Blog · 1 Jun 2023

How can you measure test validity and reliability?

Audrey Campbell

M.A. in Teaching; Senior Marketing Writer

When it comes to test validity, invalid or unreliable methods of assessment can reduce the chances of reaching predetermined academic or curricular goals. Poorly written assessments can even be detrimental to the overall success of a program. It is essential that exam designers use every available resource—specifically data analysis and psychometrics—to ensure the validity of their assessment outcomes.

According to Stuart Shaw and Victoria Crisp, “Measuring the traits or attributes that a student has learnt during a course is not like measuring an objective property such as length or weight; measuring educational achievement is less direct. Yet, educational outcomes can have high stakes in terms of consequences (e.g. affecting access to further education), thus the validity of assessments are highly important” (2011).

In this blog, we dive into the differences between test validity and reliability and how they can affect student learning outcomes. We also take a look at the value of data analysis, psychometrics, and the ways in which an exam designer can ensure that their test is both reliable and valid for their situation.

What is test validity and reliability?

These terms are closely related, but distinct in meaningful ways when referring to exam efficacy. As an exam designer, it is crucial to understand the differences between reliability and validity.

What is test reliability?

First, reliability refers to how dependably or consistently a test measures a certain characteristic. For an exam or an assessment to be considered reliable, it must exhibit consistent results. A test taker can get the same score no matter how, where, or when they take it, within reason. Deviations from data patterns and anomalous results or responses could be a sign that specific items on the exam are misleading or unreliable.

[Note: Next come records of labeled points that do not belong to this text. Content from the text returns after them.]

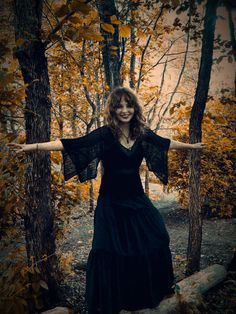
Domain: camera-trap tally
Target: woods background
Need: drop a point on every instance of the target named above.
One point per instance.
(59, 61)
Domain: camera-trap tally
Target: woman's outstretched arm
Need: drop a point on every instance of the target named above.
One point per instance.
(181, 145)
(47, 146)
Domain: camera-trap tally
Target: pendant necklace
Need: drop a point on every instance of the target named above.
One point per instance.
(127, 139)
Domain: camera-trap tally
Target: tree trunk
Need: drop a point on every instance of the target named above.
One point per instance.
(132, 43)
(91, 197)
(40, 237)
(147, 182)
(232, 36)
(195, 217)
(110, 56)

Here are three types of reliability, according to The Graide Network, that can help determine if the results of an assessment are valid:

Test-Retest Reliability measures “the replicability of results.”
- Example: A student who takes the same test twice, but at different times, should have similar results each time.
Alternate Form Reliability measures “how test scores compare across two similar assessments given in a short time frame.”
- Example: A student who takes two different versions of the same test should produce similar results each time.
Internal Consistency Reliability measures “how the actual content of an assessment works together to evaluate understanding of a concept.”
- Example: A student who is asked multiple questions that measure the same thing should give the same answer to each question.

Using these three types of reliability measures can help teachers and administrators ensure that their assessments are as consistent and accurate as possible.

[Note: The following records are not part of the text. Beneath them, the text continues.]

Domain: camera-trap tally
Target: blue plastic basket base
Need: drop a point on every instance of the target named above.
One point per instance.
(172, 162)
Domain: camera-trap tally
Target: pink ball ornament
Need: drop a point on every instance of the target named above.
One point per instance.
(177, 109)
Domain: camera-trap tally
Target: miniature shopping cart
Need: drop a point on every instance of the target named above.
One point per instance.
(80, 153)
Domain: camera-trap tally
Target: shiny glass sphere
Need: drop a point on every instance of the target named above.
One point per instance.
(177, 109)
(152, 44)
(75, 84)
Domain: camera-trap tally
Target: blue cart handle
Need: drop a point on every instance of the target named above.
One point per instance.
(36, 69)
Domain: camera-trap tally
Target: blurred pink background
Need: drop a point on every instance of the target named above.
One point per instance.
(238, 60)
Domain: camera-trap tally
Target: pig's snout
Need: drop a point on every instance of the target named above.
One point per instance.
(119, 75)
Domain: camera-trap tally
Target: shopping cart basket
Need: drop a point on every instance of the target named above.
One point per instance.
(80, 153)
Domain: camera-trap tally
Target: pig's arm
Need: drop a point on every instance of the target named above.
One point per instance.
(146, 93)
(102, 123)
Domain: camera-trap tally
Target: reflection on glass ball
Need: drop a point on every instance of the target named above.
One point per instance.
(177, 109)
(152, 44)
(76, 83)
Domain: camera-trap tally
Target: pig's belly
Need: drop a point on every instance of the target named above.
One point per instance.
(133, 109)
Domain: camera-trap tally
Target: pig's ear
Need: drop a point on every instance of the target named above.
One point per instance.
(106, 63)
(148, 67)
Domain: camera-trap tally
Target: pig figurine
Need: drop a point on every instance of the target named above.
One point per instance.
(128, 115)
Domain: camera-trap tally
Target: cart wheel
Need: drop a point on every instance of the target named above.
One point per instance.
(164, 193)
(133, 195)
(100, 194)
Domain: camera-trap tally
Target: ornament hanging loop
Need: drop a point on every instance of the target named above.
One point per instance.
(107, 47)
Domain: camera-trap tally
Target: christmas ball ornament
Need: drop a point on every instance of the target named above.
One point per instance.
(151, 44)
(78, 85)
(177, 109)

Test reliability: How do you ensure test reliability?

There are a few ways that an exam designer can help to improve and ensure test reliability, based on Fiona Middleton’s work:

Test-retest reliability, which measures the consistency of the same test over time:

When designing tests or questionnaires, try to formulate questions, statements, and tasks in a way that won’t be influenced by the mood or concentration of participants.
When planning your methods of data collection, try to minimize the influence of external factors, and make sure all samples are tested under the same conditions.
Remember that changes or recall bias can be expected to occur in the participants over time, and take these into account.

Interrater reliability, which measures the consistency of the same test conducted by different people:

Clearly define your variables and the methods that will be used to measure them.
Develop detailed, objective criteria for how the variables will be rated, counted or categorized.
If multiple researchers are involved, ensure that they all have exactly the same information and training.

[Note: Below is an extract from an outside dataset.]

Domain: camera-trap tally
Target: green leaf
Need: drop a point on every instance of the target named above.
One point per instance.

Parallel forms reliability, which measures the consistency of different versions of a test which are designed to be equivalent:

Ensure that all questions or test items are based on the same theory and formulated to measure the same thing.

Improving internal consistency, which measures the consistency of the individual items of a test:

Take care when devising questions or measures: those intended to reflect the same concept should be based on the same theory and carefully formulated.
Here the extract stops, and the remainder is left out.